The fundamental group of the complement of a line arrangement plays an important role in studying these arrangements. We introduce the notion of a conjugation-free geometric presentation for such fundamental groups.
The main motivation for defining this presentation is due to the fact that for arrangements having such a presentation, its lattice determines the fundamental group. Moreover, these presentations have very interesting algebraic properties, as completeness (in the sense of Dehornoy) and complementedness, which imply cancellativity and existence of least common multiples of pairs of elements.
We construct some families of line arrangements have a conjugation-free geometric presentation.
In the second part, we generalize these ideas to the case of conic-line arrangements, and we prove that once the graph associated to conic-line arrangements (defined slightly different than the corresponding graph for line arrangements) has no cycles, then the fundamental group of its complement has a conjugation-free geometric presentation and can be written as a direct sum of free groups and a free abelian group.
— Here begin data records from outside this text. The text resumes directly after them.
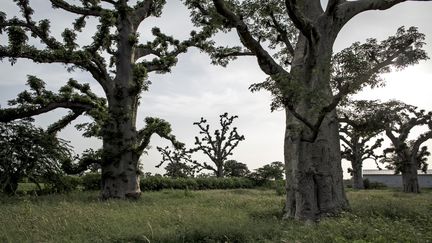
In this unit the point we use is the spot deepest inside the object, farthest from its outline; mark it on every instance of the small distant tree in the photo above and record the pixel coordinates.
(233, 168)
(178, 161)
(274, 170)
(219, 147)
(408, 155)
(360, 124)
(29, 152)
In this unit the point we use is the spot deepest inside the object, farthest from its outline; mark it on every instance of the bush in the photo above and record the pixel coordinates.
(373, 185)
(91, 181)
(155, 183)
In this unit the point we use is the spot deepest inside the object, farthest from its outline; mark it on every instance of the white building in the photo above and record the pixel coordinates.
(388, 178)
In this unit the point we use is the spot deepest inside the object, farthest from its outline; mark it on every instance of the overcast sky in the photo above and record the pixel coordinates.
(197, 89)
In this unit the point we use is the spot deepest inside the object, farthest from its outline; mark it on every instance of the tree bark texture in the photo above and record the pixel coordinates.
(314, 171)
(120, 172)
(357, 174)
(409, 177)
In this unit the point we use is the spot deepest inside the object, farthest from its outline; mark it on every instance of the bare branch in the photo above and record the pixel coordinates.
(304, 24)
(93, 11)
(265, 61)
(283, 33)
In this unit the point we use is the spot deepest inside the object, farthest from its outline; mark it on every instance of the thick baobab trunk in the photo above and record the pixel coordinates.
(357, 174)
(220, 172)
(120, 172)
(314, 174)
(410, 178)
(314, 171)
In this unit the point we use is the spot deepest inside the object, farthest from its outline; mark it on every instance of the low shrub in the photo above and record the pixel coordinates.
(91, 181)
(156, 183)
(373, 185)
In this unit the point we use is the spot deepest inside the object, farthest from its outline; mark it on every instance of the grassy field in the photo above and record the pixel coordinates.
(211, 216)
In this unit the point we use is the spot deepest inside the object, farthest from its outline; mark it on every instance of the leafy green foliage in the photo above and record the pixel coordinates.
(361, 65)
(29, 152)
(233, 168)
(401, 119)
(125, 77)
(91, 181)
(273, 171)
(179, 162)
(360, 124)
(219, 147)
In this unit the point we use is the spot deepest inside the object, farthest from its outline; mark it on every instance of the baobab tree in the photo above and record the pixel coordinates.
(219, 147)
(360, 124)
(409, 154)
(179, 162)
(302, 35)
(115, 59)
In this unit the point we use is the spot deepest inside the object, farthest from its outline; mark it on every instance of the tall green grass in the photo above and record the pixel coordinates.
(240, 215)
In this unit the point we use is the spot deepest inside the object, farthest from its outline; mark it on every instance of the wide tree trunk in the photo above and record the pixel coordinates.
(220, 171)
(120, 172)
(410, 178)
(313, 169)
(314, 175)
(357, 174)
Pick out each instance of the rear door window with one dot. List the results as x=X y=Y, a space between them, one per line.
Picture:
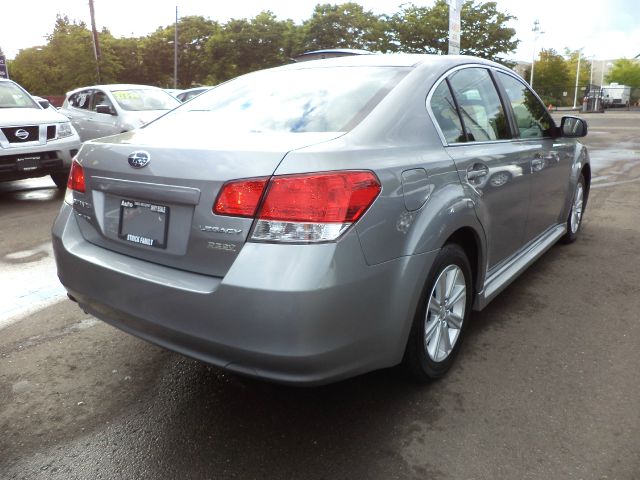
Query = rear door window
x=480 y=107
x=531 y=116
x=446 y=115
x=81 y=99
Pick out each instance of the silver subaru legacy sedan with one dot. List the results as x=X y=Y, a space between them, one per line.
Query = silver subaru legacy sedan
x=316 y=221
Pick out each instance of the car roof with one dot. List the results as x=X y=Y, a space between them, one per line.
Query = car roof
x=443 y=62
x=113 y=86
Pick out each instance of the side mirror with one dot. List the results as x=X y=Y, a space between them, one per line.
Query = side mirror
x=105 y=109
x=573 y=127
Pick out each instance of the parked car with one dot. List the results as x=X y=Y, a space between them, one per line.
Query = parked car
x=104 y=110
x=319 y=220
x=191 y=93
x=35 y=140
x=44 y=103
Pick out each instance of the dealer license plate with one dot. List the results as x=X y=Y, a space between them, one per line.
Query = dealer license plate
x=143 y=223
x=26 y=164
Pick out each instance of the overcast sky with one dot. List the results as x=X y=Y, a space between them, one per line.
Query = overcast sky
x=607 y=29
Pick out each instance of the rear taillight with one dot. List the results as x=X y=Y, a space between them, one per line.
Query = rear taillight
x=240 y=198
x=76 y=177
x=316 y=207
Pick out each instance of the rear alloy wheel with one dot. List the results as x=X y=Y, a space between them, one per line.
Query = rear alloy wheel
x=442 y=316
x=574 y=222
x=60 y=179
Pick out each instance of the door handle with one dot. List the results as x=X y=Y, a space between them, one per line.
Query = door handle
x=477 y=171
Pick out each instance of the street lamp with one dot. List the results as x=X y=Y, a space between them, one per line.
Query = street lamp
x=575 y=94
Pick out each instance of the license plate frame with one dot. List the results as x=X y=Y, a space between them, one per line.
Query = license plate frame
x=143 y=223
x=26 y=164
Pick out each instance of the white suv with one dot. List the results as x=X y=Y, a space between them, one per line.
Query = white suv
x=34 y=140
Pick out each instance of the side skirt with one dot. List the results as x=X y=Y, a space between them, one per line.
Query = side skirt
x=504 y=274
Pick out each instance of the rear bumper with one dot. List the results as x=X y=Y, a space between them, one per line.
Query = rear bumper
x=298 y=314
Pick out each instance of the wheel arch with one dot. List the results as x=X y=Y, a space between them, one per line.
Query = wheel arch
x=469 y=239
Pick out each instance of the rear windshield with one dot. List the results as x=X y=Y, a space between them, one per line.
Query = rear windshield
x=140 y=99
x=12 y=96
x=306 y=100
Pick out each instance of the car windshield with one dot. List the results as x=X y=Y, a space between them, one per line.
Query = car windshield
x=140 y=99
x=333 y=99
x=12 y=96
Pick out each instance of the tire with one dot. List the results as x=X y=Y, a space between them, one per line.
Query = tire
x=578 y=204
x=60 y=179
x=437 y=331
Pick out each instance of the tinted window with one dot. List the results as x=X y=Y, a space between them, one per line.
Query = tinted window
x=480 y=105
x=302 y=100
x=141 y=99
x=100 y=98
x=81 y=99
x=531 y=116
x=444 y=110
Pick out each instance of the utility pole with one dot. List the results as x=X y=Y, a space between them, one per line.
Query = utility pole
x=175 y=52
x=96 y=43
x=536 y=33
x=575 y=95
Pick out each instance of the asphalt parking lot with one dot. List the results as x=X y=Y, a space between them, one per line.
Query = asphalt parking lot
x=547 y=385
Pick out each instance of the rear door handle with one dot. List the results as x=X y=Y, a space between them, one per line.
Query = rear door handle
x=477 y=171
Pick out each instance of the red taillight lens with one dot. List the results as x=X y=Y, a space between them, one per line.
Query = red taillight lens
x=240 y=198
x=333 y=197
x=76 y=178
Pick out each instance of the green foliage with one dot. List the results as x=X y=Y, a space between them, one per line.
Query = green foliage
x=572 y=66
x=156 y=53
x=346 y=25
x=625 y=72
x=426 y=30
x=209 y=52
x=242 y=46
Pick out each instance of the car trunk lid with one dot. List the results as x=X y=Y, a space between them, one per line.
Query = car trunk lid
x=162 y=212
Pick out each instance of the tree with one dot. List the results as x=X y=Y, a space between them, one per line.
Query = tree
x=66 y=62
x=551 y=77
x=242 y=46
x=426 y=30
x=156 y=52
x=346 y=25
x=625 y=72
x=572 y=66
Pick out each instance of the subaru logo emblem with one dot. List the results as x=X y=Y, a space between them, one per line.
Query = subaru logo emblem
x=139 y=159
x=22 y=134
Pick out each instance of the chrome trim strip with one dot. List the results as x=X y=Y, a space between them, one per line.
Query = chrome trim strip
x=151 y=191
x=507 y=273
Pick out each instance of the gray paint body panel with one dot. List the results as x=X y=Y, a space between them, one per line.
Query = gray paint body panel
x=304 y=314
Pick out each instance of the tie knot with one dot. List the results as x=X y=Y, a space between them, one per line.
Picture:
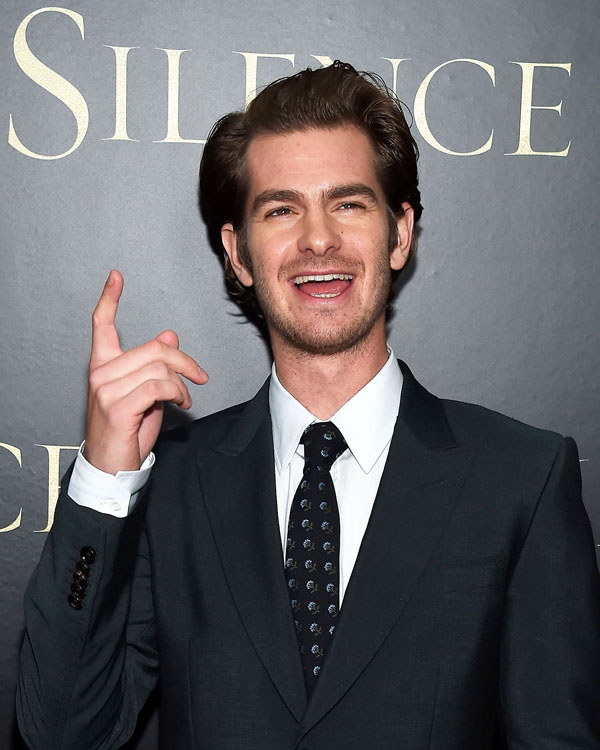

Moreover, if there is a cycle in the graph but the conic does not pass through all the multiple points, we have that its fundamental group has a conjugation-free geometric presentation as well. On the other hand, if the conic passes through all the multiple points of the cycle, the presentation is not conjugation-free anymore, but if length of the cycle is odd, the group still can be written as a direct sum of free groups and a free abelian group.